The creators also look to be young, mostly female and queer people who are shockingly open about the sometimes extremely kinky or taboo content they consume — or, at the very least, open about their reactions to graphic scenes and romantic fiction tropes. This side of TikTok uses the same memes and viral sounds that everyone else does to farm out content, although in NSFW ways, to gain views and followers. They make jokes about reading smut in public places or in front of their parents. Others use popular sounds to recommend a diverse range of fiction and books in less than a minute, even linking long spreadsheets. There's even TikTok nostalgia for those readers who discovered the genre years ago. 


To avoid TikTok's community guidelines, which restrict sexually explicit content on the platform, Smut creators have to communicate in coded language. Pornographic tags, as well as "erotica" and "omegaverse," a smutty fanfiction trope, have been prohibited, prompting the smut and erotica communities to get creative. Instead of putting 'virgin' on the screen, we put 'virginia' and instead of writing long steamy quotes, we write acronyms (yes, I am looking at all you Twisted fans reading this). 
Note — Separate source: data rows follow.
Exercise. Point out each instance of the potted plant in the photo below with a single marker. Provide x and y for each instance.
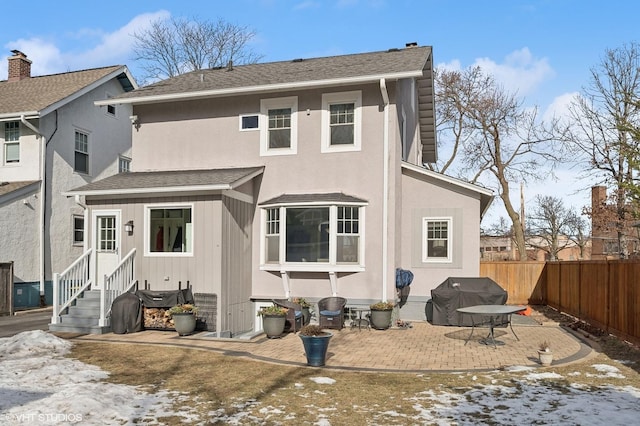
(545, 354)
(273, 320)
(381, 315)
(184, 318)
(316, 342)
(306, 309)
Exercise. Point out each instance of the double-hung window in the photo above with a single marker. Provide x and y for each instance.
(313, 237)
(78, 230)
(436, 239)
(278, 126)
(341, 121)
(11, 142)
(170, 230)
(81, 153)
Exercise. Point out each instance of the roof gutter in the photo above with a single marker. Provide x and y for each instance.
(43, 158)
(256, 89)
(385, 188)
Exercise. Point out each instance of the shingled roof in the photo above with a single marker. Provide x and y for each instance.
(136, 183)
(34, 94)
(297, 73)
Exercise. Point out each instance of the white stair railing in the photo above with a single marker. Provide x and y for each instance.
(121, 280)
(69, 285)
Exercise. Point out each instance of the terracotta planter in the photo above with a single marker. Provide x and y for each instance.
(546, 357)
(273, 325)
(315, 348)
(381, 320)
(185, 323)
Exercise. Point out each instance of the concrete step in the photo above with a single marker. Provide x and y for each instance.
(69, 328)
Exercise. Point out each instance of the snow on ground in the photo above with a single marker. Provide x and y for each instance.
(38, 385)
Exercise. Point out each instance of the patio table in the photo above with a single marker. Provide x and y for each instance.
(488, 315)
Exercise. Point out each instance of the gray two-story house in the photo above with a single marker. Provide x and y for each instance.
(301, 178)
(54, 138)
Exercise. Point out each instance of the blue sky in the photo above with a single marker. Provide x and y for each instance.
(544, 49)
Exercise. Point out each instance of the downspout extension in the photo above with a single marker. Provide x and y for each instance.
(385, 189)
(43, 158)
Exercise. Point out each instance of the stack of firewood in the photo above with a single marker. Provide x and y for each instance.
(157, 318)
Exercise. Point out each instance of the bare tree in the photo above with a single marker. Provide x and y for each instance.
(552, 227)
(171, 47)
(492, 135)
(604, 122)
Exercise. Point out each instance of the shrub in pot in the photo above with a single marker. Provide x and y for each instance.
(545, 354)
(316, 342)
(306, 309)
(381, 315)
(184, 318)
(273, 320)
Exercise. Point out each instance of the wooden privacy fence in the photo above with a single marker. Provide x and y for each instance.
(603, 293)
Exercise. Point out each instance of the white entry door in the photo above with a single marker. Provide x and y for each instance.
(106, 244)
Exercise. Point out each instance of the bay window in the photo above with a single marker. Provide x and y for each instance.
(313, 235)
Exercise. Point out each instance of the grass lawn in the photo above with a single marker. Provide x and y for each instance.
(220, 389)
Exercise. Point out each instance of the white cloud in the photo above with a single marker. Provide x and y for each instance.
(519, 72)
(117, 47)
(114, 48)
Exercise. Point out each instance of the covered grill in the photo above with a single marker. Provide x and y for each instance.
(456, 293)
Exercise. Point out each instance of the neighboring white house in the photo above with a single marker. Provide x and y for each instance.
(54, 138)
(300, 178)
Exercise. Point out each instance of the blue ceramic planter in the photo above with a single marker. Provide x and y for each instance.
(315, 347)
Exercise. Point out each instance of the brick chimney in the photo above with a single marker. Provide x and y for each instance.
(19, 66)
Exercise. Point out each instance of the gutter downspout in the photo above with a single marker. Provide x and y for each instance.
(43, 169)
(85, 218)
(385, 189)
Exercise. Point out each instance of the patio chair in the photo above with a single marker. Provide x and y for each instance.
(294, 314)
(331, 312)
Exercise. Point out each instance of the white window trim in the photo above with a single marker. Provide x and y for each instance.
(147, 224)
(449, 258)
(354, 97)
(73, 230)
(241, 116)
(332, 265)
(5, 142)
(88, 133)
(263, 124)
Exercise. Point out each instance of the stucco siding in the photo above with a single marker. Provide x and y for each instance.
(108, 136)
(429, 198)
(20, 239)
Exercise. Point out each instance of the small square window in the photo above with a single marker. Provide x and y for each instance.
(249, 122)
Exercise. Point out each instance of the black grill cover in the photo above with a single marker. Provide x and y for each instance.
(165, 298)
(456, 293)
(126, 314)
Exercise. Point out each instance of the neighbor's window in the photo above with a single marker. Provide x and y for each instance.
(11, 142)
(313, 234)
(249, 122)
(436, 246)
(78, 230)
(124, 164)
(341, 121)
(170, 229)
(279, 126)
(81, 154)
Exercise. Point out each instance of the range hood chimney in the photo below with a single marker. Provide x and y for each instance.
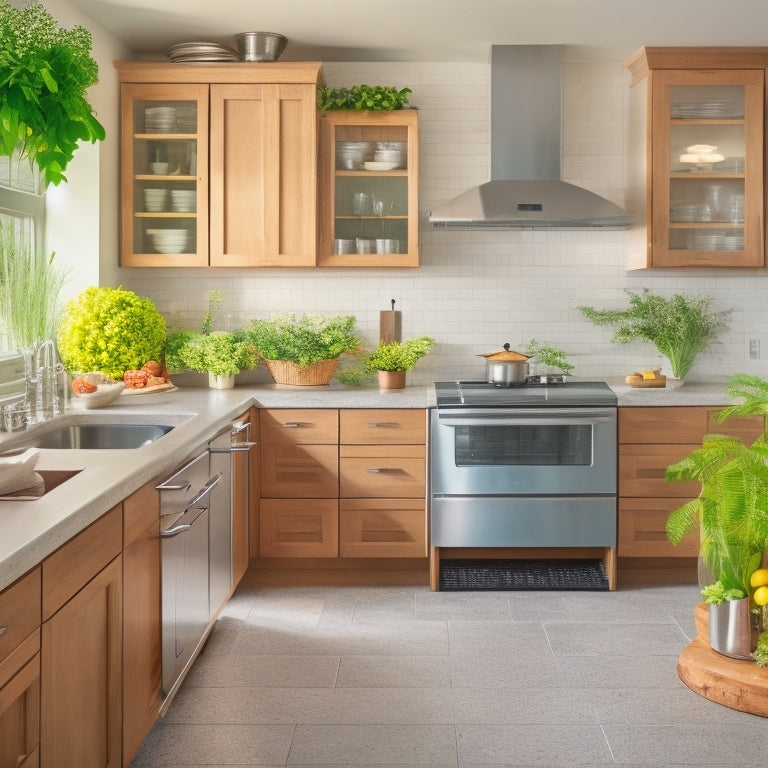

Two factors make #SmutTok a pioneer in female pleasure. To begin, the creators suggest books that recognize the (much-derived) genre of romances written by women, for women. Second, SmutTokers aren't shy about revealing what gets them going. They superimpose dirty phrases that you hope no one on the train reads over your shoulder on videos of themselves feeling hot and bothered. 
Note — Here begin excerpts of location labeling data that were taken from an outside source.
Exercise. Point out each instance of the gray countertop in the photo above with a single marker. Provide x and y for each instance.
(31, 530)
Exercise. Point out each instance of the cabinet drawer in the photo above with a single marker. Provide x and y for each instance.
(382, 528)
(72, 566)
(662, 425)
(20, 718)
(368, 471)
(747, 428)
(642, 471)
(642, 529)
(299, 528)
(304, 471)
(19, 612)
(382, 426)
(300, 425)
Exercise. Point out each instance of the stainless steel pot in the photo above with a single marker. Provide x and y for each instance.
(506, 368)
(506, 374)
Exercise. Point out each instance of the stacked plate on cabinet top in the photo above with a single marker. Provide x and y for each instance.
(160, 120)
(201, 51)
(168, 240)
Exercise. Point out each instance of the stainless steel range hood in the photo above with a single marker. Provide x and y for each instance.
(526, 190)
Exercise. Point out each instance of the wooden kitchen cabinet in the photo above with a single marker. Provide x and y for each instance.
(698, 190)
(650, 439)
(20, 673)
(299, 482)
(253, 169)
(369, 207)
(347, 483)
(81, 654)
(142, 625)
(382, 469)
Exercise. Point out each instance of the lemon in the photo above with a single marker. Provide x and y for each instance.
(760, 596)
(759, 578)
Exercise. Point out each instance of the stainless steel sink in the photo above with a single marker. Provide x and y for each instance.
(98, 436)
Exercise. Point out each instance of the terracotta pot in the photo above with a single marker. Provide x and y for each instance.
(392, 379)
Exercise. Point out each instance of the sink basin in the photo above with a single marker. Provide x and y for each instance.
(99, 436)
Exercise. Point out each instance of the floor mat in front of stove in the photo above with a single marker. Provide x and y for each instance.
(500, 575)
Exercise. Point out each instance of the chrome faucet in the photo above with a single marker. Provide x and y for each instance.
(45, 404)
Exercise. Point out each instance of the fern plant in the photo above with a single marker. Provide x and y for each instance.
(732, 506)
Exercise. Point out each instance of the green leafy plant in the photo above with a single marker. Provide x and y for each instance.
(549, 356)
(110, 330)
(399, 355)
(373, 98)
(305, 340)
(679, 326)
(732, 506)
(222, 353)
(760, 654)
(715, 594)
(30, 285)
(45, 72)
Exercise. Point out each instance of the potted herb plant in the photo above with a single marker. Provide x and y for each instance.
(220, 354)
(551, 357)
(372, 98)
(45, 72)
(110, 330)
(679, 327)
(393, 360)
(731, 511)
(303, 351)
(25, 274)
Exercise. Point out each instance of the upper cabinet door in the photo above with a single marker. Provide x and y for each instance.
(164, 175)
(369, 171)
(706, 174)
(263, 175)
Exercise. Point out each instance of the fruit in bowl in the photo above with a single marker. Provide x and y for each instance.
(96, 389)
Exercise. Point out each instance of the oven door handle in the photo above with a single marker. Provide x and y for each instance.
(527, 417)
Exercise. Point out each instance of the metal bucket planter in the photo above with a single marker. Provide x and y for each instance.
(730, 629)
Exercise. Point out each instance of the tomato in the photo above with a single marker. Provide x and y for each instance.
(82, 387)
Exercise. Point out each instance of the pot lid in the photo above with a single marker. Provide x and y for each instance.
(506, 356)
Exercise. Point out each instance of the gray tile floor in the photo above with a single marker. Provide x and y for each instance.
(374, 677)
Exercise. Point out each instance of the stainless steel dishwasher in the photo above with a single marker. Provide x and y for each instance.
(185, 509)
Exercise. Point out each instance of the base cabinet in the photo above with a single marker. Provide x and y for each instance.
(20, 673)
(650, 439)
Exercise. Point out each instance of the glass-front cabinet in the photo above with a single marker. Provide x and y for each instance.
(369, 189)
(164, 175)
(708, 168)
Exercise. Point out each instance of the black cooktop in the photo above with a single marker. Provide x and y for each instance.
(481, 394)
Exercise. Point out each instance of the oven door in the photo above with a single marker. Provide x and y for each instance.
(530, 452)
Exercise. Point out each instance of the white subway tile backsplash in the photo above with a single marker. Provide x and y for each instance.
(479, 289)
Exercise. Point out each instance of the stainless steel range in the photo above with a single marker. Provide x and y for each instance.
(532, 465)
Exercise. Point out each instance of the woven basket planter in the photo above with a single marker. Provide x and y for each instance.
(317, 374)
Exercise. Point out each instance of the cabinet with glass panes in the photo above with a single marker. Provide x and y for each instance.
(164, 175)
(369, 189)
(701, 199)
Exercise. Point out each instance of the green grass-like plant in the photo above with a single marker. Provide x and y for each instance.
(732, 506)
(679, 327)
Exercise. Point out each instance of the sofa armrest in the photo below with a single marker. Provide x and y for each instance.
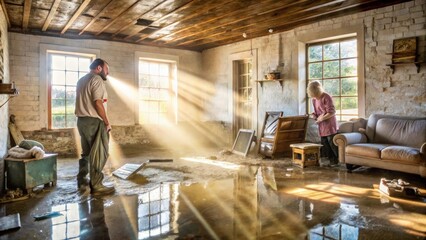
(341, 140)
(423, 149)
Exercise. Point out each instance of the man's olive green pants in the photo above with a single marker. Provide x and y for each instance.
(94, 144)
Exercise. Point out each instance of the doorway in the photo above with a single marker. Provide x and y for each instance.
(243, 98)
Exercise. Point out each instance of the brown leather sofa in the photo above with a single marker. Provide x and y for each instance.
(287, 130)
(384, 141)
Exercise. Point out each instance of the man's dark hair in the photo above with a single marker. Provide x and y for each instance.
(97, 62)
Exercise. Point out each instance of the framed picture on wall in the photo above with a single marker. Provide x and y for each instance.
(404, 50)
(243, 142)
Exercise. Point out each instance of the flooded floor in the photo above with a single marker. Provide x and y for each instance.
(209, 195)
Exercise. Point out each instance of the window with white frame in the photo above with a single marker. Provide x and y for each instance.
(64, 70)
(157, 91)
(335, 65)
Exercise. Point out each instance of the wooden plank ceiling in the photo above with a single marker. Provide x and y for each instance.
(185, 24)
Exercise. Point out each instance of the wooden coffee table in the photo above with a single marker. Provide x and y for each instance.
(306, 154)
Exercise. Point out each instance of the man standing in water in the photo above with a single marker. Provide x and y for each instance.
(93, 126)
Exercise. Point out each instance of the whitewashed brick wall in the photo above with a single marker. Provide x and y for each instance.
(401, 93)
(26, 70)
(4, 111)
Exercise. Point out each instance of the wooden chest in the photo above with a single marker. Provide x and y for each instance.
(29, 173)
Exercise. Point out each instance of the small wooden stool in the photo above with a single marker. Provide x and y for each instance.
(306, 154)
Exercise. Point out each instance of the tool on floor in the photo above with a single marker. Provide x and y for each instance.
(398, 188)
(130, 169)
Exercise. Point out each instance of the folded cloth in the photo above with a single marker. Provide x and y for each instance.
(21, 153)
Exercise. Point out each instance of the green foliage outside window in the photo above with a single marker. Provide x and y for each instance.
(334, 64)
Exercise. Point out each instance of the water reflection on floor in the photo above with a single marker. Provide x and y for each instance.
(258, 203)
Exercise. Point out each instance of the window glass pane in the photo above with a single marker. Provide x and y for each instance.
(154, 93)
(58, 92)
(164, 69)
(331, 69)
(331, 51)
(64, 72)
(144, 93)
(336, 101)
(71, 120)
(144, 80)
(349, 86)
(58, 62)
(72, 63)
(315, 53)
(153, 117)
(348, 49)
(349, 67)
(81, 74)
(153, 68)
(350, 105)
(164, 82)
(58, 78)
(164, 94)
(70, 107)
(58, 121)
(154, 81)
(71, 93)
(332, 86)
(58, 106)
(144, 67)
(154, 90)
(71, 78)
(153, 107)
(163, 107)
(84, 64)
(315, 70)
Sexual exploration is also a part of it. Erotica is a way to rewrite negative sexual encounters as well as uncover unknown sexual desires. If you've been in a bad situation before, you can sort of get yourself out of it by reading fiction as a way to deal with reality. It's a place where the female gaze governs supreme and leading ladies are allowed to think, feel, and grow on their own terms. They deal with family issues, friendship breakups, career stagnation, self-esteem, mental health crises, and a lot more, and they do it all without degrading or dismissing them or minimizing them for the sake of a hero's journey.
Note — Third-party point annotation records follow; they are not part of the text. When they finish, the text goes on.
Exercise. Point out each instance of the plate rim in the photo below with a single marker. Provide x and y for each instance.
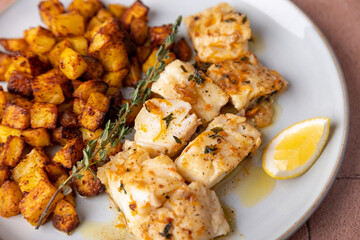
(345, 134)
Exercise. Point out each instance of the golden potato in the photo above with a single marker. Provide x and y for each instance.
(10, 197)
(65, 218)
(87, 186)
(94, 113)
(20, 83)
(13, 150)
(72, 64)
(38, 137)
(33, 204)
(14, 44)
(70, 153)
(48, 9)
(62, 135)
(40, 40)
(37, 158)
(87, 88)
(17, 114)
(68, 24)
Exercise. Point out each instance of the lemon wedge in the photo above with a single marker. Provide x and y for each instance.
(295, 149)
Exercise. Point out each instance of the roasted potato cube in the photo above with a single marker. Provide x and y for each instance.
(70, 153)
(62, 135)
(95, 69)
(4, 174)
(26, 61)
(54, 54)
(29, 181)
(37, 158)
(65, 218)
(10, 197)
(49, 9)
(115, 79)
(136, 10)
(87, 88)
(182, 50)
(43, 115)
(38, 137)
(17, 114)
(68, 119)
(117, 10)
(95, 110)
(68, 24)
(51, 87)
(87, 186)
(20, 83)
(79, 106)
(72, 64)
(139, 31)
(14, 44)
(6, 131)
(13, 150)
(134, 73)
(79, 44)
(33, 204)
(87, 8)
(40, 40)
(150, 62)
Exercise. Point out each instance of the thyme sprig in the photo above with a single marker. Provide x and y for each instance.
(116, 131)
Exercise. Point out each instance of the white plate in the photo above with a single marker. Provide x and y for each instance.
(291, 44)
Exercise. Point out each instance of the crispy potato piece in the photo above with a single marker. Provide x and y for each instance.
(134, 73)
(87, 186)
(10, 197)
(13, 150)
(68, 119)
(95, 69)
(158, 34)
(37, 158)
(26, 61)
(68, 24)
(20, 83)
(62, 135)
(139, 31)
(17, 114)
(6, 131)
(65, 218)
(87, 8)
(38, 137)
(40, 40)
(95, 110)
(48, 9)
(29, 181)
(115, 79)
(54, 54)
(14, 44)
(33, 204)
(136, 10)
(4, 174)
(51, 87)
(87, 88)
(117, 10)
(72, 64)
(79, 106)
(150, 62)
(182, 50)
(70, 153)
(43, 115)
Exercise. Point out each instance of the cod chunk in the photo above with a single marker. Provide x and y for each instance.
(205, 97)
(219, 149)
(219, 33)
(164, 126)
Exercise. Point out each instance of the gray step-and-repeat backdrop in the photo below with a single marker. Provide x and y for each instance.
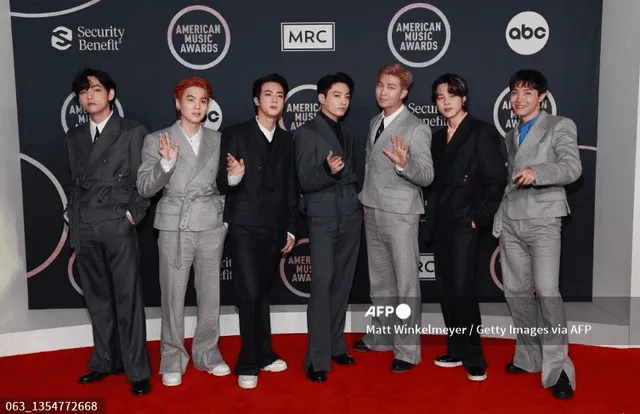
(149, 46)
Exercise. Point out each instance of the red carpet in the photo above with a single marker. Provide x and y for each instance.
(605, 384)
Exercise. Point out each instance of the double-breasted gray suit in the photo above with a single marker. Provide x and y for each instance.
(394, 202)
(528, 224)
(192, 233)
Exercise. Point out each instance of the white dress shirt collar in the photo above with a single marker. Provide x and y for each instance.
(389, 119)
(100, 126)
(268, 134)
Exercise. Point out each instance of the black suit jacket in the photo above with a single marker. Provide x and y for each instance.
(470, 176)
(268, 193)
(103, 176)
(324, 194)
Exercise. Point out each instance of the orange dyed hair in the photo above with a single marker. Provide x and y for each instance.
(182, 86)
(406, 78)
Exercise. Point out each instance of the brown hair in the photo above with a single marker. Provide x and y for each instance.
(406, 78)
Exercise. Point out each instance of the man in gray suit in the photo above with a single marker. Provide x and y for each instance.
(192, 233)
(398, 164)
(543, 156)
(326, 173)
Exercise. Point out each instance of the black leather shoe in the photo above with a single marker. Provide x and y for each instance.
(316, 376)
(398, 365)
(447, 361)
(92, 376)
(477, 374)
(562, 390)
(361, 347)
(140, 388)
(512, 369)
(344, 359)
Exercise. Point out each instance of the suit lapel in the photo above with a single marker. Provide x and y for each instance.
(84, 140)
(328, 135)
(207, 145)
(184, 150)
(396, 128)
(533, 137)
(107, 136)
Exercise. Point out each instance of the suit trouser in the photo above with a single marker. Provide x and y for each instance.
(394, 257)
(334, 243)
(108, 265)
(455, 256)
(203, 251)
(530, 258)
(255, 253)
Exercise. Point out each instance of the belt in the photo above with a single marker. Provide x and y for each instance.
(74, 200)
(187, 199)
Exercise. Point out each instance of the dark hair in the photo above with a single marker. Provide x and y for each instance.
(529, 78)
(456, 86)
(327, 81)
(81, 82)
(274, 77)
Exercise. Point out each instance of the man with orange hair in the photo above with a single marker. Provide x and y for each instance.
(182, 161)
(398, 164)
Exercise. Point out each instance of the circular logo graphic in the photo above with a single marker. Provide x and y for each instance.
(73, 114)
(403, 311)
(505, 119)
(527, 33)
(198, 37)
(214, 115)
(300, 106)
(419, 35)
(63, 198)
(295, 269)
(45, 14)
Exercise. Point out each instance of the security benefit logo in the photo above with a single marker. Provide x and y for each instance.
(527, 33)
(89, 39)
(301, 105)
(198, 37)
(427, 113)
(296, 37)
(505, 119)
(214, 115)
(295, 269)
(419, 35)
(73, 114)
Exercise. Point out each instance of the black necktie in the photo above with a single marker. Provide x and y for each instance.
(379, 131)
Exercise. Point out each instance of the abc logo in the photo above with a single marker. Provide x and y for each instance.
(527, 33)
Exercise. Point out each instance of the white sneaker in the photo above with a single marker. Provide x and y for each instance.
(247, 382)
(276, 366)
(220, 370)
(172, 379)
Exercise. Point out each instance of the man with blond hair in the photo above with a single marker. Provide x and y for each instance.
(398, 164)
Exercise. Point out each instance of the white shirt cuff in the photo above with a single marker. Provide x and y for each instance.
(167, 165)
(234, 179)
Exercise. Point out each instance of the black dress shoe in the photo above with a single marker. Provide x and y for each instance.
(140, 388)
(477, 374)
(447, 361)
(344, 359)
(512, 369)
(398, 365)
(92, 376)
(562, 390)
(316, 376)
(361, 347)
Hockey romance, mafia affairs, rivals to lovers, faerie romance, you name it, BookTok has it, and as unfashionable as it sounds, BookTok is one huge book club. It's global word of mouth. People are desperate to talk about the fantastic book they've just read, layered with filters and dreamy pop songs, wedged into memes and viral soundbites. They're expressing their thoughts, frustrations, and delights with visuals, themes, and styles in an open forum in an easy-to-digest format. They have crushes on fictional characters. They're putting together their dream cast for imagined adaptations. They're bringing romance novels out of the shadows — the steamy, forbidden shadows where dresses rip and loins burn — and into the light. Their gloomy and silver-tongued love interests function to serve the protagonist and, by extension, us.